Six months after Biogen stopped work on a closely watched experimental Alzheimer’s disease treatment, the neuroscience drug developer is reviving it with plans to file for FDA approval.
Aducanumab’s Phase 3 failure in March was viewed as yet another nail in the coffin for the so-called “amyloid hypothesis”—the theory that by breaking up or clearing the buildup of amyloid protein in the brain, a therapy could stop or even reverse the course of patients’ memory loss.
But on Tuesday Biogen (NASDAQ: BIIB) and Japan’s Eisai, which have been collaborating to advance the drug as a potential treatment for early Alzheimer’s disease since October 2017, announced plans to ask the FDA to review the drug early next year. The company said the change in course was made after conversations with the agency.
Cambridge, MA-based Biogen said it changed its mind about advancing the drug after looking at a larger dataset than the one used in March. Biogen said its initial analysis was incorrect. It added that data in the new analysis show that aducanumab did remove amyloid and patients treated with the drug showed improvements in measures such as memory, orientation, and language, according to an assessment scale.
The company attributes the changes to data from a larger number of patients who were treated with a high dose of the drug. The data come from two parallel studies, called “Emerge” and “Engage.” However, only the Emerge study met the main goal of reducing clinical decline. The company said it thinks that data on a subset of patients in Engage who received high doses of the drug supported the results from Emerge.
Howard Fillit, the founding executive director and chief science officer of the Alzheimer’s Drug Discovery Foundation in New York, says he feels “cautiously optimistic” about Biogen’s new data, but he added that the company has left a number of unanswered questions.
“They showed improvement on cognitive and function in a statistically significant way, which was pretty impressive,” Fillit says. “It’s certainly encouraging the way they’ve analyzed it. But it is hard to understand why ‘Emerge’ succeeded and ‘Engage’ didn’t have any statistically significant result.”
He also says it’s impossible to know what exactly the company and the FDA discussed—and difficult to determine the application’s chances of approval.
“I don’t think we really know what went on in that discussion … and ultimately, whether they’ll approve it based on, really, one trial, and then some pooled data, which is often very tricky to do,” he said.
SVB Leerink analyst Geoffrey Porges echoed that sentiment in a research note: “This could range from ‘the agency has reviewed all the data with us and has guaranteed approval’ to ‘you can file whatever you want and we’ll review it.”
Drug companies have struggled mightily to develop treatments for Alzheimer’s, burning billions of dollars in the process.

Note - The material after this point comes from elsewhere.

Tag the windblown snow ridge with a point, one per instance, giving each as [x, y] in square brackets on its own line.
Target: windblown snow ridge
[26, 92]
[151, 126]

Just five weeks ago, Biogen and Eisai pulled the plug on another experimental Alzheimer’s drug. That treatment, elenbecestat, blocks the enzyme beta secretase 1 (BACE1), which helps turn the protein amyloid beta into sticky plaques in the brains of Alzheimer’s patients. Part of a class of drugs called BASE inhibitors, the companies ended the study after independent reviewers concluded that its risks to patients were greater than its benefits.
Biogen licensed aducanumab from Neurimmune, a Swiss biotech, in 2010. Shares of Biogen rose 26 percent Tuesday on the latest news for the drug, closing at about $282 apiece. In March, before it stopped the aducanumab trials, Biogen’s stock price was about $320.
Biogen plans to release more details about its new findings in December at the Clinical Trials on Alzheimer’s Disease meeting in San Diego.